A little bit excited

This morning's appointment went very well and I felt a lot more comfortable. First I met with the nurse for a blood test. She also took back all the syringes and needles and things that we had been given and now our green cooler bag contains only what we need for my final trigger injection. Then I met with Dr J, who was much friendlier this time but yet another new face! I am beginning to wonder if the clinic has a completely new staff rotation every week. Anyway, she looked at my follicles again and measured them. They have almost doubled in size in three days and another small one has appeared on the right side. A total of seven is pretty good, but we keep being told that it is quality rather than quantity that is important. I agree!

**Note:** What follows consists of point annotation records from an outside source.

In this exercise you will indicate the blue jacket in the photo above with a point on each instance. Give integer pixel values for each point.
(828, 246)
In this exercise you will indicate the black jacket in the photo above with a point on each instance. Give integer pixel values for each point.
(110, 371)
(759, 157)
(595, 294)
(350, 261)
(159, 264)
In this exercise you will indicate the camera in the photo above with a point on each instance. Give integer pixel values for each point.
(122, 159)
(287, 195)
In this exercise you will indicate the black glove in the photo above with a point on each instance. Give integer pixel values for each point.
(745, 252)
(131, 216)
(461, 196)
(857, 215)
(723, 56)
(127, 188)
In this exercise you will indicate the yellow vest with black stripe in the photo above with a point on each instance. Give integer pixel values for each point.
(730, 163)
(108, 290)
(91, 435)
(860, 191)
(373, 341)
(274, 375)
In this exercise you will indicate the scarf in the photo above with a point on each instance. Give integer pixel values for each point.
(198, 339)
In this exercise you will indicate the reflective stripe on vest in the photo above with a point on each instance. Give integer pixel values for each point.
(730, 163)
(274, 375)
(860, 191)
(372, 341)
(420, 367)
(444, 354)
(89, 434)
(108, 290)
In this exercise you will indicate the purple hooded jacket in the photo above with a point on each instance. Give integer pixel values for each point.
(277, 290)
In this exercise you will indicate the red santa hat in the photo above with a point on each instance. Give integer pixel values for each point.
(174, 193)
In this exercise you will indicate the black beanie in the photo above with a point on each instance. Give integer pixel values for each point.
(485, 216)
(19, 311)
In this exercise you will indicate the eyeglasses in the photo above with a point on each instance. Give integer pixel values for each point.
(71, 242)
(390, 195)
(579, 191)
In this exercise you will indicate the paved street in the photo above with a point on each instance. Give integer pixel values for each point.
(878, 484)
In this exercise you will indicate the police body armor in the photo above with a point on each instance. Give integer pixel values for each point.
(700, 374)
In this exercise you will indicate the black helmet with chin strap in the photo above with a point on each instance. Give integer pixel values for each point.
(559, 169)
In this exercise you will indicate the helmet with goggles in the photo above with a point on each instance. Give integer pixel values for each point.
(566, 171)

Now it is later in the day and I have just received a phone call from a nurse at the clinic. She has explained that I will have no more Gonal-f or Orgalutran, but tonight at 10.45pm I need to have the Ovidrel (or trigger) injection. That will be exactly 36 hours before my appointment for egg collection on Wednesday morning. Also on Wednesday D will have his sperm collection procedure at 12 noon and then he has been instructed to take me home and look after me while I recover. I will have had a relaxant and a strong painkiller, so I could be a bit dopey! Then we will wait to hear how things have gone in the petri dish. Because the quality of D's sperm may be compromised they will have to use a technique called ICSI, which involves using a tiny pipette to put the sperm inside the egg. The embryo will be allowed to grow for a few days and we will go back to the clinic on either Saturday or Monday for implantation. D very cleverly remembered that I am performing in a concert this Saturday night, so it could be a busy day!

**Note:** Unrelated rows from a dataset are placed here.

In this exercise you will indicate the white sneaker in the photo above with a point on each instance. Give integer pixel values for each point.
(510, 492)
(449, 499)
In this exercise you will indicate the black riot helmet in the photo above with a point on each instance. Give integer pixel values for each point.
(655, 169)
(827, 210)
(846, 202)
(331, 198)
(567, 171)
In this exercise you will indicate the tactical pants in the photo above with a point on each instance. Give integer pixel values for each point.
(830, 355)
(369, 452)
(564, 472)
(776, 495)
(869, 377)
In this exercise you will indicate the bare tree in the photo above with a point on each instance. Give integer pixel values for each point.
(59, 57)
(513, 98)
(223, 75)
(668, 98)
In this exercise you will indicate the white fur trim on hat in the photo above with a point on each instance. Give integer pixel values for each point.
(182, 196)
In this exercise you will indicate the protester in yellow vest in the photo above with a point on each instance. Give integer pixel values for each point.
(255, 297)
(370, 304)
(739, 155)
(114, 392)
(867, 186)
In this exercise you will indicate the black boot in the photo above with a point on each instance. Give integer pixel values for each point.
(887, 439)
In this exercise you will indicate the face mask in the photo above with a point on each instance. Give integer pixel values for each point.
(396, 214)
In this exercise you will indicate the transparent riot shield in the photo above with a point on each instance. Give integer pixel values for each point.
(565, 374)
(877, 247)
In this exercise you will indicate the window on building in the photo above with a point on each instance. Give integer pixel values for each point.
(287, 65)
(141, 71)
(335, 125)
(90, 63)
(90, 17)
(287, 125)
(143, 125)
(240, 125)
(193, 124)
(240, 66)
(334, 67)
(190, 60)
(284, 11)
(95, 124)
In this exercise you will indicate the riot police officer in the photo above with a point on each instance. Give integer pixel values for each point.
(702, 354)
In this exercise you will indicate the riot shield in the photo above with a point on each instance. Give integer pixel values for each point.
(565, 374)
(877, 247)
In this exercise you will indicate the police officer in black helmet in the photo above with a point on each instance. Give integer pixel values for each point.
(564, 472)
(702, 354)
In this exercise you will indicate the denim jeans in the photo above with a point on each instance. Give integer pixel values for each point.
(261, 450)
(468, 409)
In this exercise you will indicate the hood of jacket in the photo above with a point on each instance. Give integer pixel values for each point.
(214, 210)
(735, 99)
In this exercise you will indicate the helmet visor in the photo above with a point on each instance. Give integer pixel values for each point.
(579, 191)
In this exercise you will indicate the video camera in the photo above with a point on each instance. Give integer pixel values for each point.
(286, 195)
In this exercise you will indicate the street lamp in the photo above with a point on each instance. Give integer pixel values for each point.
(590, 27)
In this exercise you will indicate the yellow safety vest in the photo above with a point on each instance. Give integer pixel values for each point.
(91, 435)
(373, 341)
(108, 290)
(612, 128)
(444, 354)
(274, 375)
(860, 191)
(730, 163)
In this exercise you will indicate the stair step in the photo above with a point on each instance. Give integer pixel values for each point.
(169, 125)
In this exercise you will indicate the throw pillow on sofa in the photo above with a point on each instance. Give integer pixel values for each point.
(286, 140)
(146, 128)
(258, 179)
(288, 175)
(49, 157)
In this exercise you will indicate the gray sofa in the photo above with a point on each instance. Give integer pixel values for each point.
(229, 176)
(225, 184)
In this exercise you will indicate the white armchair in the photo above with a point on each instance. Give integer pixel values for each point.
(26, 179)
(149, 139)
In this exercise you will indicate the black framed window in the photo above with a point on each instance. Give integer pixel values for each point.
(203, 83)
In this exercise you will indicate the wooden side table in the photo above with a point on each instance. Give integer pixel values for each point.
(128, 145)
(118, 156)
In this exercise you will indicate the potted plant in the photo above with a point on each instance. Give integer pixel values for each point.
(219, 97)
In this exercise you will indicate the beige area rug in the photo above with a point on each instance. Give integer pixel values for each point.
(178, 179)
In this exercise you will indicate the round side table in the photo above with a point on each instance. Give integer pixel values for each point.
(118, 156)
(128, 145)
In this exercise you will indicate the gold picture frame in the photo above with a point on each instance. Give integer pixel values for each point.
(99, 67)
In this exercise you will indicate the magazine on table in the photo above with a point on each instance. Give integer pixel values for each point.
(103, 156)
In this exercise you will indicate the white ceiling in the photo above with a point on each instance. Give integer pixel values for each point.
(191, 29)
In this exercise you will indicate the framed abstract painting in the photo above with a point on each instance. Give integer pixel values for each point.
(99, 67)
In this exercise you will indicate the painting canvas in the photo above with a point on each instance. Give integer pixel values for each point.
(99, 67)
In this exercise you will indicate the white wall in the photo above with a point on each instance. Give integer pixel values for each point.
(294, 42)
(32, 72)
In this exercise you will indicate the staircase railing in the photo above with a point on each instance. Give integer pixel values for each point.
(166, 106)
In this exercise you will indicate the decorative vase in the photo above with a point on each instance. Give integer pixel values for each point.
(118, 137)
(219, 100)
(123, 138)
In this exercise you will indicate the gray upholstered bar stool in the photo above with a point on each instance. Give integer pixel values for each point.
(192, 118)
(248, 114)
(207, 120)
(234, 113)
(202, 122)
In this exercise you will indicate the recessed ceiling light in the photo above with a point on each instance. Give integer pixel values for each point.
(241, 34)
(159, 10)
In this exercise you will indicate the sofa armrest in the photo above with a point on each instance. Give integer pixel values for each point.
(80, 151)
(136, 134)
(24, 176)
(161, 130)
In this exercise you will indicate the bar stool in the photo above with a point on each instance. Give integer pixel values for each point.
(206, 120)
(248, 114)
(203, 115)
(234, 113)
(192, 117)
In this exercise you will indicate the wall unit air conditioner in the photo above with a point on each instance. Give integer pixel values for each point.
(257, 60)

It is starting to feel like we are really embarking upon something big. Up until now, I have just been having injections and scans. But now that the time for my egg and D's sperm to do their thing is approaching, the sheer wonder of the process is beginning to hit me. A real person is about to be created with techniques that my grandmother, who was my age when she gave birth to my father in 1938, could never have imagined. Furthermore, because we live in the best little welfare state in the world, this treatment is publicly funded! I feel I have a lot to be grateful for, even at this early stage.